Yes there are a ton of things that would change if we just started turning outs in to hits, like in the case of a first inning first pitch deep fly ball to center field, instead of the score being 0-0 with 1 out and no one on, as it actually would have been, the score would be 1-0 with 0 out and no one on. This would lead to the four-hitter coming up to bat and would change the entire rest of the game, but forget all that and hear me out, for science.

Changing Outs

Brandon Barnes, Top 2, 0-0, One on, One out


What happened: Flyball out. 0-0, One on, Two out.

What would happen with new fences: Home run! 2-0 Astros, None on, One out.

Edwin Encarnacion, Bot 3, 0-0, Two on, One out


What happened: Sac fly, 1-0 Jays, One on, Two out

What would happen with new fences: Home run! 3-2 Blue Jays (Don't forget, Barnes hit a two run shot in the top of the 2nd), None on, One out

Brett Wallace, Top 6, 1-1, None on, Two out


Que paso? Fly ball out to end the inning. 1-1 halfway through 6.

New fences: Tater! 4-3 Astros now because of that additional run that happened since the last image, with 2 out in the 6th with no one on.

Edwin Encarnacion, Bot 6, 1-1, None on, no outs


What happened: Double for EE, no out one on second, 1-1 game. The ball is there somewhere.

WHAT COULD HAVE BEEN: Another home run! Now a 4-4 ballgame with none out and none on in the 6th inning.

Melky Cabrera, Bot 7, 1-1, One on, One out


The real thing: Double, runners on 1st and 3rd with one out, game still 1-1

The better thing: Home run! Will this turn Melky's season around?? Game is now 6-4 in favor of the Jays. One out in the 7th inning.

J.P. Arencibia, Bot 8, 1-1, One on, One out


What happened: Brandon Barnes made a ridiculous catch. I wish I could GIF this for y'all but sadly I cannot seem to find a single highlight of this very nice catch. Oh well. J.P. flew out, runner at first held there and there were two out

What could have happened: Home run! Now 8-4 Jays. J.P.'s season gets turned around too and the Jays make the playoffs. Sigh.

Jose Reyes, Bot 8, 1-1, Two on, Two out


What: Flyout. Inning over. Still 1-1.

What about: Another home run? That sounds nice. Although, it's the same inning as the previous home run, so the runner who is now on third was actually on first for Arencibia's home run, so he has already scored.

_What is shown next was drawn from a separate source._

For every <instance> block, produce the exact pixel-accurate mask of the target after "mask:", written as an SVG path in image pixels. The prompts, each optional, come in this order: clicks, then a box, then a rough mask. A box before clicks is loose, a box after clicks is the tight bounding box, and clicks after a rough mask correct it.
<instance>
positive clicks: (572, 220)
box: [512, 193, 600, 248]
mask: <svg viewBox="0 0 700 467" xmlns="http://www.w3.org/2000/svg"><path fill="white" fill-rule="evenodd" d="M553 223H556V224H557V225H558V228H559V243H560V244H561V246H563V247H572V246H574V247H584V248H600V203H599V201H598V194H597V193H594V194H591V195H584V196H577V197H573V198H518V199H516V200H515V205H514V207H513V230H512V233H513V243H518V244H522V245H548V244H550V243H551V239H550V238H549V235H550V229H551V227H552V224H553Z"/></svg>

Therefore we only have one man on base, Brett Lawrie, who walked after Arencibia's home run, so it's a two run home run for Reyes. No your reasoning doesn't make any sense. 10-4 Blue Jays. I like this game better.

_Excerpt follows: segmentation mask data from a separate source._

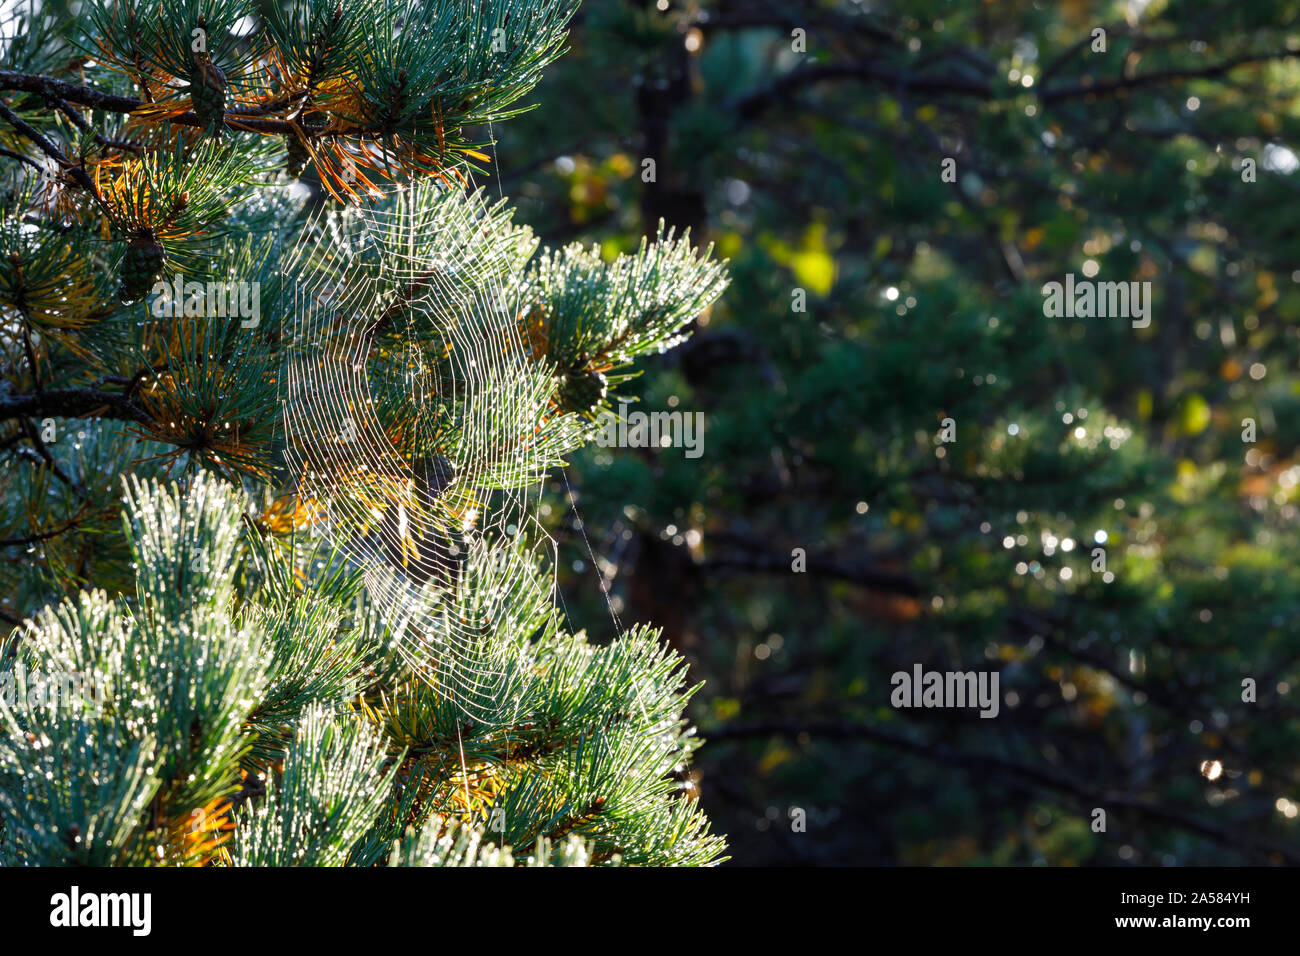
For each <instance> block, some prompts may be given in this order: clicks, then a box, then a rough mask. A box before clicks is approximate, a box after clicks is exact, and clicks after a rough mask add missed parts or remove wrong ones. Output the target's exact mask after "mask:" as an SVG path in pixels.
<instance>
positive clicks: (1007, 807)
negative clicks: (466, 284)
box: [489, 0, 1300, 865]
mask: <svg viewBox="0 0 1300 956" xmlns="http://www.w3.org/2000/svg"><path fill="white" fill-rule="evenodd" d="M1297 13H1300V4H1296V3H1282V1H1278V0H1252V3H1236V1H1232V0H1229V1H1217V0H1214V1H1206V0H1183V1H1178V0H1170V1H1161V0H1152V1H1151V3H1143V1H1141V0H1134V1H1131V3H1079V1H1078V0H1066V1H1063V3H1023V1H1021V0H998V1H997V3H978V1H967V3H937V1H931V0H898V1H894V3H887V1H876V3H872V1H870V0H863V1H862V3H853V1H850V0H839V1H832V0H826V1H824V3H813V1H810V0H798V1H793V0H686V1H684V0H659V1H658V3H655V0H649V1H642V0H588V3H585V4H584V7H582V9H581V12H580V14H578V18H577V21H576V22H575V26H573V31H572V35H571V51H569V52H568V53H567V55H565V56H564V57H562V60H560V61H559V62H558V64H556V65H555V66H554V68H551V69H550V70H549V73H547V74H546V79H545V81H543V82H542V86H541V87H539V91H538V95H537V98H536V99H537V100H538V101H539V108H538V109H536V111H534V112H532V113H529V114H526V116H524V117H520V118H519V120H516V121H512V122H511V124H508V125H507V126H506V127H502V129H498V130H495V137H497V138H498V140H499V151H498V155H499V181H498V182H495V183H489V185H490V186H491V187H493V190H494V191H495V189H498V187H499V189H500V190H503V191H504V194H507V195H510V196H512V199H513V200H515V202H517V204H519V207H520V215H519V219H521V220H523V221H526V222H529V224H530V225H533V226H534V228H536V229H537V230H538V232H539V233H541V234H542V238H543V241H546V242H550V243H559V242H564V241H572V239H575V238H581V239H584V241H594V242H598V243H599V245H601V247H602V250H603V251H604V254H606V255H611V256H612V255H614V254H616V252H619V251H629V250H632V248H634V246H636V245H637V243H638V242H640V238H641V237H642V235H643V234H647V233H650V234H653V232H654V225H655V222H656V221H658V220H659V219H660V217H663V219H666V220H667V221H668V224H671V225H676V226H679V228H686V226H689V228H690V229H692V234H693V237H694V238H695V239H697V241H699V242H706V241H707V242H714V243H716V248H718V250H719V251H720V254H722V255H724V256H727V258H729V259H731V268H732V274H733V285H732V287H731V289H729V290H728V293H727V295H725V297H724V298H723V300H722V303H720V304H719V306H716V307H714V310H712V311H711V312H710V313H708V315H707V316H705V317H703V319H701V320H699V323H698V325H697V328H695V330H694V336H693V338H692V339H690V341H689V342H688V343H686V345H684V346H681V347H679V349H676V350H675V351H671V352H668V354H664V355H662V356H659V358H658V359H655V360H653V362H650V363H647V364H646V365H645V375H643V376H642V377H641V378H638V380H636V381H634V382H632V384H630V386H628V388H625V389H624V392H625V393H627V394H629V395H637V397H638V398H640V402H641V403H640V406H637V407H640V408H643V410H646V411H667V410H672V408H676V410H682V411H702V412H705V418H706V438H705V446H703V455H702V457H701V458H697V459H688V458H685V455H684V454H682V450H681V449H656V450H647V449H640V450H638V449H602V447H594V446H593V447H590V449H588V450H586V451H585V453H582V454H581V455H578V457H577V458H576V459H575V460H573V463H572V467H571V468H569V470H568V472H567V475H564V476H562V475H556V476H555V480H554V481H552V485H551V489H550V494H549V498H547V503H546V506H545V509H543V510H545V515H543V520H545V523H546V525H547V528H549V529H550V531H551V532H552V533H554V535H555V536H556V538H558V541H559V554H560V559H562V571H560V574H562V579H560V584H562V591H563V597H564V602H565V606H567V611H568V614H569V617H571V619H572V620H573V623H575V624H577V626H582V627H586V628H588V631H589V633H590V635H591V636H593V637H595V639H602V637H608V636H612V633H614V624H612V623H611V614H610V610H611V607H612V610H614V611H615V613H616V614H617V617H619V618H620V619H621V620H624V622H629V620H651V622H655V623H658V624H662V626H664V628H666V635H667V637H668V640H671V643H672V644H673V645H675V646H677V648H679V649H681V650H682V652H684V653H686V654H688V656H689V659H690V662H692V667H693V675H694V678H695V679H698V680H705V682H707V683H706V685H705V689H703V691H702V692H701V693H699V695H698V696H697V697H695V698H694V704H693V708H694V709H693V714H692V717H693V719H694V721H695V722H697V723H698V726H699V728H701V734H702V736H703V737H706V740H707V741H708V744H707V745H706V747H705V748H703V749H702V752H701V756H699V760H698V769H697V770H695V771H693V773H695V775H697V779H698V784H699V788H701V793H702V801H703V805H705V808H706V809H707V812H708V814H710V816H711V817H712V818H714V821H715V826H716V827H718V829H719V830H720V831H722V832H725V834H728V838H729V843H731V845H732V856H733V860H735V861H736V862H741V864H1021V865H1028V864H1050V865H1183V864H1284V862H1297V861H1300V839H1297V835H1296V826H1297V821H1296V816H1297V812H1300V803H1297V801H1300V775H1297V769H1296V762H1297V761H1296V754H1297V744H1300V724H1297V719H1296V718H1297V710H1296V688H1297V685H1300V672H1297V662H1300V568H1297V563H1296V561H1295V559H1294V555H1295V554H1296V551H1297V548H1296V545H1297V538H1300V536H1297V531H1296V519H1297V511H1296V494H1297V481H1300V464H1297V460H1296V442H1297V440H1300V416H1297V414H1296V412H1297V411H1300V386H1297V384H1296V381H1295V380H1294V375H1292V372H1294V369H1295V367H1296V352H1297V347H1300V342H1297V326H1296V324H1295V319H1296V315H1297V311H1300V234H1297V232H1296V230H1295V220H1296V212H1297V206H1296V190H1297V182H1300V177H1297V176H1296V168H1297V166H1300V160H1297V157H1296V155H1295V152H1292V148H1295V144H1296V142H1297V138H1300V122H1297V107H1296V101H1295V91H1296V90H1300V83H1297V81H1300V68H1297V61H1296V59H1295V56H1294V55H1292V51H1296V49H1300V31H1297V27H1296V17H1297ZM1099 27H1100V29H1101V30H1104V35H1102V38H1104V49H1100V48H1099V44H1097V40H1096V35H1095V33H1093V31H1095V30H1097V29H1099ZM647 157H649V159H654V160H655V177H654V181H653V182H646V181H643V177H642V169H643V165H642V160H645V159H647ZM945 159H953V160H956V166H954V169H956V182H945V181H944V177H943V176H941V164H943V161H944V160H945ZM1066 273H1075V276H1076V277H1078V278H1084V277H1086V276H1089V274H1095V276H1096V278H1097V280H1099V281H1148V282H1151V289H1152V298H1153V304H1152V321H1151V324H1149V326H1148V328H1132V326H1131V324H1130V321H1128V320H1126V319H1115V317H1110V319H1070V317H1047V316H1045V315H1044V308H1043V291H1041V289H1043V285H1044V284H1045V282H1050V281H1061V280H1063V277H1065V274H1066ZM800 290H802V294H803V295H805V297H806V311H802V312H801V311H796V310H797V307H798V299H800ZM945 418H952V419H953V420H954V423H956V428H957V441H956V442H954V444H945V442H941V441H940V440H939V437H937V432H939V429H940V423H941V421H943V420H944V419H945ZM1245 419H1251V420H1252V421H1253V423H1255V425H1256V436H1255V438H1256V440H1255V441H1253V442H1248V441H1243V431H1244V425H1243V420H1245ZM575 503H576V507H575ZM578 515H581V519H578ZM1099 546H1100V548H1102V549H1104V559H1105V572H1102V571H1101V570H1100V566H1099V564H1097V563H1096V557H1095V555H1096V551H1095V549H1096V548H1099ZM793 549H805V551H806V561H807V566H806V571H803V572H796V571H792V550H793ZM601 583H603V584H604V585H607V588H608V597H610V601H611V606H610V607H607V606H606V602H604V594H602V589H601V587H599V584H601ZM915 663H920V665H923V666H924V667H926V669H927V670H998V671H1000V674H1001V692H1002V697H1004V700H1002V706H1001V713H1000V714H998V717H997V718H996V719H980V718H979V717H978V715H976V713H975V711H972V710H896V709H893V708H892V706H891V705H889V692H891V683H889V678H891V675H892V674H893V672H896V671H898V670H906V671H910V670H911V667H913V665H915ZM1243 682H1253V687H1255V695H1253V697H1255V698H1253V700H1243V697H1251V696H1252V695H1251V693H1247V692H1245V691H1244V689H1243ZM1249 685H1252V684H1247V687H1249ZM1099 808H1100V809H1104V810H1105V812H1106V829H1105V831H1104V832H1097V831H1095V829H1093V826H1092V821H1093V819H1095V814H1093V812H1095V809H1099ZM798 810H802V812H803V813H802V814H800V813H798ZM792 813H793V818H792ZM801 816H802V818H803V819H805V821H806V829H802V831H801V827H798V826H794V823H796V821H797V819H798V818H800V817H801Z"/></svg>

Emilio Bonifacio, Bot 9, 1-1, None out, None on


What: Man I'm having bad flashbacks you guys. Emilio. Why. Remember when he was the dark horse in the Marlins blockbuster. Remember how well that trade worked out? I think I'm now a pessimist, goodie. Emilio doubled here and would eventually come home as the game-winning run on Rasmus' single later in the inning BUT

BUT WHAT??? The game is already over. The Jays won 10-4, it's the bottom of the ninth. OH RIGHT.

This has been a thought experiment with outfield fences. This has been 1800 words on a thought experiment with outfield fences. Baseball is cool. I like baseball.